The correct steps to bulk-deleting spam accounts, as of Apr 2026, are:

  1. Create a segment. Unfortunately it appears Shopify requires customers to use their AI tool to create the segment, so type something like “customers with 0 purchases and 0 check-outs who signed up more than 30 days ago”. Save the segment; you’ll have to give it a name.
  2. Spot-check the results to verify that the segment finds only the spam accounts you wish to delete.
  3. Click the checkbox at the top left corner of the results list, next to the “Customer name” column heading.
  4. Click the nearby text link that says “select 50+ customers in this segment”; this should check the checkboxes for every customer in the segment (not just the ~50 showing on the first page).
  5. At the top right corner of the results, next to the “Bulk edit” button, click the 3-dot menu, which expands to reveal a delete option.

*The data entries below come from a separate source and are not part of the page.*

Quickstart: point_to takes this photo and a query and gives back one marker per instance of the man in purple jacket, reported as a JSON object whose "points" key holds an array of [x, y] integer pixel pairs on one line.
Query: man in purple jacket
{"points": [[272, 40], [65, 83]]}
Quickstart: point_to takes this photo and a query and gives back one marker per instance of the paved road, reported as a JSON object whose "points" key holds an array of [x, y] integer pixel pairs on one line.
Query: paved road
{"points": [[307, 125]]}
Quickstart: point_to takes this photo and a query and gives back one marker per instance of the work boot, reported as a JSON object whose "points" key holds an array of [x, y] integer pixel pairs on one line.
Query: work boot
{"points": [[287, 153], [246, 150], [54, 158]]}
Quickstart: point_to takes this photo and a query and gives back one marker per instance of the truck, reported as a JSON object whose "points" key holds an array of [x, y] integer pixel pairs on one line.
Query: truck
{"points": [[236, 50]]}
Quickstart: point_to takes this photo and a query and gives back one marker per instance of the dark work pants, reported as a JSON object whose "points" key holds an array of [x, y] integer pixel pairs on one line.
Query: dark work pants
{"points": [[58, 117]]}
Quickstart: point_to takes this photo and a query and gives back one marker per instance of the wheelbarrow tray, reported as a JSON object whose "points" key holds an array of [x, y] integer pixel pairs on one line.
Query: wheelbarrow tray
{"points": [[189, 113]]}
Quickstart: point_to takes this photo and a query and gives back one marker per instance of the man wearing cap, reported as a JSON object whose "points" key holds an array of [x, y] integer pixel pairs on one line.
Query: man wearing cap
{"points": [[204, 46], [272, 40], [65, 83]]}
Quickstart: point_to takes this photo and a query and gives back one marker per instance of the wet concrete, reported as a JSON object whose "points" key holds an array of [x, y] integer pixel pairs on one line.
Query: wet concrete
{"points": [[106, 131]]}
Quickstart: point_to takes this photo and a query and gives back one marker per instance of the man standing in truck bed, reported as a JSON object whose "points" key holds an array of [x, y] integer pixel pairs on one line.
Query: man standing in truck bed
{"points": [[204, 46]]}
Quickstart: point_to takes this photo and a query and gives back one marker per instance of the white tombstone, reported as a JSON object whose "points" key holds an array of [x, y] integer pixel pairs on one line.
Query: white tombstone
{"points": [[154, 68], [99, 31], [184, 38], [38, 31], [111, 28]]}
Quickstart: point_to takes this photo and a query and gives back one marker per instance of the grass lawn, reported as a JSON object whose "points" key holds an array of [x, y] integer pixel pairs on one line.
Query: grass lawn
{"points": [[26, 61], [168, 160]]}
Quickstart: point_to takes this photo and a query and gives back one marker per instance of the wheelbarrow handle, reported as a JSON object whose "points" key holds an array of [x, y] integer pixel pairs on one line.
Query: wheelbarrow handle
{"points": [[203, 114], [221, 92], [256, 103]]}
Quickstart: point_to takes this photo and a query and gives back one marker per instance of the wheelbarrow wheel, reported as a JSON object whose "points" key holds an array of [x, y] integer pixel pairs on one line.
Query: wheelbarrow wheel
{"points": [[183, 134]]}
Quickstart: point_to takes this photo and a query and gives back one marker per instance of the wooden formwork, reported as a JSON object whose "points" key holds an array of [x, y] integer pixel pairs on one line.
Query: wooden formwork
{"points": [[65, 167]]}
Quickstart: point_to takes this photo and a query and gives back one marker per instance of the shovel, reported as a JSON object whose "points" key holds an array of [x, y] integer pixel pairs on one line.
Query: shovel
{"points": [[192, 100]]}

The deletion could take several minutes to run, depending on the quantity being deleted. Shopify gives no progress bar, no indication that anything is happening. I assume the deletion would continue if you navigate away from the page, but that’s an assumption.

My site had accumulated thousands of spam accounts, including hundreds of “John Doe” accounts; deleting ~6000 took about 10 minutes.